A choice that is easily made.
Example: On a hot summer day, Mike’s friend offered him a cold cup of lemonade. Mike was sweating bullets from the heat, so accepting the lemonade was a no-brainer for him.
In other words, he didn’t even have to really think about it. Since he was so thirsty, the decision was very simple for him.
The Origin Of “No-Brainer”
Obviously we need a brain to think and reason on things. Some choices, though, are considered to be so easy, that you don’t even need to think that much about them before reaching a decision. A choice like this is sometimes called a ‘no-brainer.’

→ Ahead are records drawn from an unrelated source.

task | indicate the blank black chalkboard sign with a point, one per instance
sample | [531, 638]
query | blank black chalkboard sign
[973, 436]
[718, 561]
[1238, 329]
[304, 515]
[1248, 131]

The origins of this phrase don’t seem to be that old. I say this because I could only find it in writing from about 60 years ago. For example, in the Lethbridge Herald newspaper from the year 1968, there’s a part from it that reads like so:
“He’d break in on a goalie and the netminder would make one of those saves that our manager-coach,
Sid Abel, calls ‘a no-brainer.’“
- I wanted to work on my car today, but it’s outside and it’s raining out there. I could still do it, or I could just stay inside and wait for better weather tomorrow. It’s a no-brainer, I’ll wait for better weather.
Note: The origin of many common idioms cannot be said with a certainty. What’s provided, then, are theories that may be plausible to how originated. If no theories are listed, then there will usually be a quote of the earliest known citation of the phrase. These come from old newspapers, poems, or books that were written centuries ago.
Also, keep in mind, that just because I quote an old newspaper, that does not mean the expression originated from that year. The purpose of the quote is to give the reader an idea on how old the expression is.